The motivations for central banks to issue digital currency are varied and may be based on jurisdictions. Boar and Wehrli explain that financial stability and monetary policy have, over time, become more important motivations for CBDC work in emerging markets and developing economies. These motivations are, however, secondary to financial inclusion.

One of the main reasons Jamaica is going digital is to increase financial inclusion. There is a growing realisation of the transformative potential of financial inclusion to accelerate development gains. As a consequence, on March 29, 2017 the Government of Jamaica launched the National Financial Inclusion Strategy (NFIS), which aimed to improve the country’s financial system by 2020. The goal of the NFIS is to create the conditions in which Jamaicans, particularly those who were previously underserved by the domestic financial system, are able to save safely and build up resilience against financial shocks, and firms are able to invest, grow and generate greater levels of wealth. While Jamaica’s CBDC will help to improve financial inclusion, the fundamental problems that contribute to exclusion must also be addressed.

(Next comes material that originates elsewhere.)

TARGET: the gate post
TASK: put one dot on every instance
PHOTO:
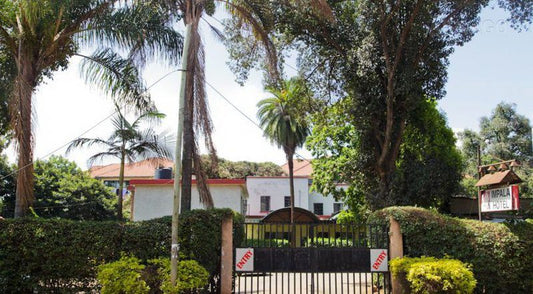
(226, 255)
(396, 250)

There are also challenges with the introduction of CBDC. Digital cash will leave a footprint; therefore, payment data will exist. The BIS suggests that a key national policy question will be deciding who can access which parts of the data and under what circumstances. Striking this balance between public privacy (especially as data protection legislation continues to evolve) and reducing illegal activity will require strong coordination with relevant domestic government agencies, among them tax authorities. CBDC will make it easier for governments to track financial transactions and therefore reduce tax evasion and money laundering.

The BIS highlights another challenge — counterfeiting and cyber risk. Cash has sophisticated anti-counterfeiting features and large-scale issues rarely occur. Theoretically, a successful cyber-attack on a digital CBDC system could quickly threaten a significant number of users and their confidence in the wider system (as it could for a large bank or payment service provider). Defending against cyber- attacks will be made more difficult as the number of endpoints in a general purpose CBDC system will be significantly larger than those of current wholesale central bank systems.

A recent New York Times article, referencing the digital Chinese yuan, or eCNY, indicated that CBDC will give the central banks new powers, including novel types of monetary policy to help grow the economy and to develop new tools to collect data and leverage so that the economy is more intelligent and based on real-time information. In one scenario that economists have discussed, the central bank could program its digital currency to slowly lose value so that consumers are encouraged to spend it immediately.

The Jamaica Government should seek to balance the motivation for this new policy with the risks involved and ensure that its actions support public policy objectives. This is a progressive move by the Government.